There is nothing flash about it, just the standard Mercedes 280 sedan body style of the 1960’s stretched by four inches. About the only thing that sets it apart is the chrome 6.3 on the right side of the trunk lid.
The car is the Mercedes-Benz 300SEL 6.3, in its day the fastest four door sedan in the world. Mercedes made it fast by stuffing the 6.3 liter v8 engine from its giant Pullman limousine into the 300 series. That gave it 300 horsepower, enough to push you back into your seat and with 435 lb-ft of torque, more oomph than a modern Chrysler 300C Hemi.
Not only could it out run the American muscle cars, it was faster than any 911 Porches of the era. The old Mercedes 6.3 did zero to 60 mph in 6.9 seconds and had a top speed of 131 mph. Those numbers are as tested by Road and Track. Mercedes claimed the car had a top end of 140 mph. This car weighs just over 2 tons. In spite of its weight it could out run many of the muscle cars of its day.
“This is faster than a 396 Camaro and as fast as a 440 `6-pack’ Road Runner,” says Randy Crooks, a man who sells tombstones in Lake Echo, Nova Scotia, and who is the acknowledged expert on the 300SEL 6.3 in Canada. “It is the ultimate sleeper car.”

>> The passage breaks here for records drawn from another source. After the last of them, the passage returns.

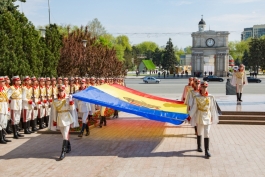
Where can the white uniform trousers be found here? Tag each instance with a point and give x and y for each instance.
(65, 132)
(239, 88)
(15, 116)
(205, 128)
(84, 116)
(27, 114)
(3, 121)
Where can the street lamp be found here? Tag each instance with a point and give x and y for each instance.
(43, 32)
(84, 42)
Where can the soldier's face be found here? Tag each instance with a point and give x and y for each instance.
(2, 83)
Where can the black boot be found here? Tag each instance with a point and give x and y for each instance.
(28, 126)
(240, 95)
(14, 127)
(68, 147)
(8, 129)
(4, 137)
(82, 130)
(101, 121)
(62, 156)
(18, 134)
(104, 120)
(35, 125)
(43, 122)
(40, 123)
(206, 146)
(47, 121)
(2, 141)
(25, 128)
(87, 130)
(199, 148)
(32, 126)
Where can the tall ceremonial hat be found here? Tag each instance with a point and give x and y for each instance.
(15, 78)
(2, 79)
(26, 78)
(33, 78)
(59, 78)
(6, 78)
(204, 84)
(53, 79)
(61, 87)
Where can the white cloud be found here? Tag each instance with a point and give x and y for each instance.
(238, 1)
(180, 3)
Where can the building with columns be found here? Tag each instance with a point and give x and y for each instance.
(210, 51)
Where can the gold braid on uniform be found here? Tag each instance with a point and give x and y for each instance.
(59, 107)
(202, 103)
(239, 75)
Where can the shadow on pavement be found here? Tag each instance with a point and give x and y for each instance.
(122, 138)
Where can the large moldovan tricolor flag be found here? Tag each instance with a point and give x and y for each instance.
(131, 101)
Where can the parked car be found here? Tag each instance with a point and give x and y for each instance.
(151, 80)
(252, 79)
(213, 78)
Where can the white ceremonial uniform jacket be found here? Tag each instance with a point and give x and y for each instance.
(15, 94)
(239, 78)
(204, 111)
(26, 97)
(187, 88)
(189, 101)
(3, 101)
(61, 112)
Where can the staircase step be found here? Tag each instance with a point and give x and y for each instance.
(242, 113)
(242, 122)
(242, 117)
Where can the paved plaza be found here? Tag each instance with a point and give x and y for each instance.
(134, 146)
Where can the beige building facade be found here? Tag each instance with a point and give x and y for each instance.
(210, 51)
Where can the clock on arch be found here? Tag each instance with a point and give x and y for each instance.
(210, 42)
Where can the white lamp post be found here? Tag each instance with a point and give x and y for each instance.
(43, 32)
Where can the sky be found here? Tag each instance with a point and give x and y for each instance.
(151, 20)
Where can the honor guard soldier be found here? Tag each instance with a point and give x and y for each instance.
(76, 84)
(3, 111)
(187, 88)
(35, 102)
(67, 86)
(62, 117)
(239, 80)
(6, 87)
(102, 109)
(189, 101)
(15, 95)
(27, 104)
(83, 111)
(42, 103)
(59, 80)
(205, 113)
(49, 101)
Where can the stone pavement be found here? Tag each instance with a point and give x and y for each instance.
(134, 146)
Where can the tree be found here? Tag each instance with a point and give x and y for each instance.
(146, 46)
(157, 57)
(51, 44)
(96, 28)
(19, 43)
(169, 58)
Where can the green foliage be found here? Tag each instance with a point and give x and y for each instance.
(237, 48)
(169, 59)
(146, 46)
(157, 57)
(96, 28)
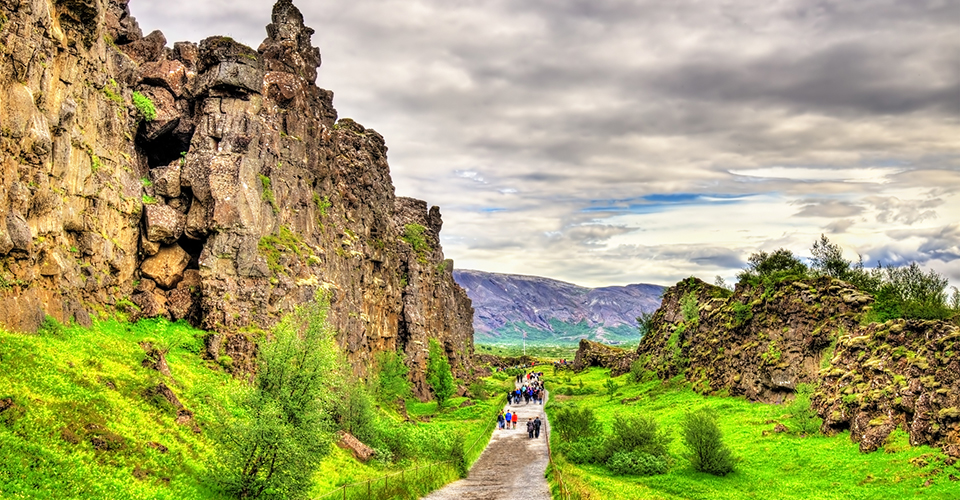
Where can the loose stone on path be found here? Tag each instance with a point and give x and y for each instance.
(511, 467)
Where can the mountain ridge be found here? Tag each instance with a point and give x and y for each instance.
(550, 308)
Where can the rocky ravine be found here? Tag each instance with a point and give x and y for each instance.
(241, 198)
(763, 342)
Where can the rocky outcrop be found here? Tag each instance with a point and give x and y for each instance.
(596, 354)
(762, 342)
(900, 373)
(759, 342)
(210, 182)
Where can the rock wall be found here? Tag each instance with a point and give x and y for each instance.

Another expression for sleeper is `Q Car’. It means that sitting a stoplight no one could ever guess how fast this thing is going to take off. I tried it myself the other day in a 300SEL 6.3 so mint it looked and sounded as if it just came out of the showroom. I didn’t have a stop watch, but from a standing start I was at the speed limit in a flash. It was nowhere near as smooth as a modern car, but then it is 35 years old.
The car is owned by Bill McNamara, a Toronto lawyer who drives his 1970 6.3 every day. He has even put four snow tires on and driven it in the winter, but after the latest paint job leaves it garaged on snowy days. McNamara is probably the only person in Canada who uses a 300SEL 6.3 as a daily runner. That according to Randy Crooks who says there are fewer than 15 of them in the country.
McNamara bought his car from Crooks in 1999 for $8,000. He fell in love with the car in the early 70’s when one of his father’s friends let him take one out for a ride.
“I’m not sure if I even had my licence back then,” remembers McNamara. “He told me to gun it and we were doing 85 mph in no time. Ever since then I wanted one.”
Everything works, from the air conditioning to the stock radio. McNamara won’t say how much he has spent on the car, out of a combination of modesty and embarrassment, but it is expensive to keep on the road. The biggest mechanical job was a transmission overhaul at around $4,000. The car was in the shop for 6 months getting painted. It looks new, and that can’t have been cheap.
Parts are hard to find, and McNamara had a spare car for a while just for parts. He uses a Mercedes dealer to do the work
“It’s expensive, but there’s a mechanic there who knows the car.”
The car has a number of things you have know about. A unique airbag suspension; a Bosch mechanical fuel injection system and a transmission that was designed in 1964.
Randy Crooks figures there are two types of people who can afford to drive a car like this. “People with deep pockets, or people like me who know how to fix them,” says Crooks who is a master mechanic.
Strangely enough, the cars themselves don’t cost that much.
“They don’t fetch a huge amount in the market unless they’re mint,” says McNamara.
There aren’t many for sale, and prices are all over the map. There were 3 on E-Bay. The most expensive was a 1969 model from a dealer in Hamburg, Germany, and the bid was US $21,000, though it probably went for more. Hemmings Motor News had two: one for US$15,900, the other for US$45,000. It is listed as mint, so that is probably the price for a top 6.3.
“I know that car,” says Crooks. “You could get a mint one for $20,000 though. People are afraid of them. But they’re pretty reliable for a car that old.”
While Bill McNamara may drive his car every day, Randy Crooks takes his two out only for fun. And he’ll probably buy and sell a few more down the road. His every day car is a Toyota Corolla. He ran his last one for 600,000 kilometres.